MPs from across the political spectrum have joined forces to form an All Party Parliamentary Group (APPG) on Air Passenger Duty (APD) Reform to encourage the government to cut the UK’s flight tax rate.

The MPs claim cutting APD would allow the UK “to compete on a level playing field with our European counterparts, boosting tourism, trade, jobs and growth”.

APD is a per passenger tax levied on all flights departing from airports in the UK. The British rate is currently the highest in the world and more than double that paid in Germany, according to the APPG, with long-haul flights subject to a £78 additional cost for economy tickets and £156 for business class.

Chancellor Philip Hammond has faced pressure from airlines and government officials to reduce the rate of APD, but he has increased the tax on some long-haul flights twice over the last two years. Short-haul rates have been frozen since 2012.

International Airlines Group (IAG) CEO Willie Walsh has said in the past that the rate of APD is preventing its low-cost carrier Level from establishing a base in the UK, while a study by Frontier Economics found the nation is missing out on 66 new domestic and international connections because the tax makes them financially unviable.

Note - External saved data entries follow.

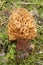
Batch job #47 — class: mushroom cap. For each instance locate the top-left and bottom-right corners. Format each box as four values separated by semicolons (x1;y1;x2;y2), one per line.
7;8;37;40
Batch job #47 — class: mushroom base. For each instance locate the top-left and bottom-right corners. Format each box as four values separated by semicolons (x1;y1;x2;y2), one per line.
16;39;35;60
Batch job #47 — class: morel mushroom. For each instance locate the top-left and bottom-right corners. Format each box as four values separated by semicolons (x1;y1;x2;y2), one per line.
7;8;37;40
7;8;37;59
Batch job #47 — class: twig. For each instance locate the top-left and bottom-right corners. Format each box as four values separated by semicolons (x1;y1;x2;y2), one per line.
11;2;43;5
33;39;43;49
37;25;43;29
33;15;43;22
0;18;9;26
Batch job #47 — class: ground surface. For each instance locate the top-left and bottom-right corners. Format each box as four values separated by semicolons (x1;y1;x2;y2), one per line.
0;0;43;65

Following Hammond’s decision to increase APD, long-haul tickets in premium economy and above will see a hike of £16 from 1 April.

Chair of the new group, Henry Smith MP, who represents the constituency in which Gatwick airport sits, commented: “I am grateful to have been elected chair of the APPG for Air Passenger Duty Reform. As the UK leaves the European Union and looks to forge a new identity for ourselves in the world as a global nation, it is critical we have a tax system that reflects that ambition. A significant reduction in the UK’s APD rate would signal to the world that the UK is open for business.”

A spokesperson for the A Fair Tax on Flying campaign added: “This marks an important step in the campaign to reduce APD. A cut in APD is long overdue and many MPs across Parliament recognise that reducing APD would significantly boost the connectivity of UK airports and dramatically improve the competitiveness of UK airline routes relative to European alternatives, while at the same time tackling this additional tax burden on holidaymakers and business travellers.”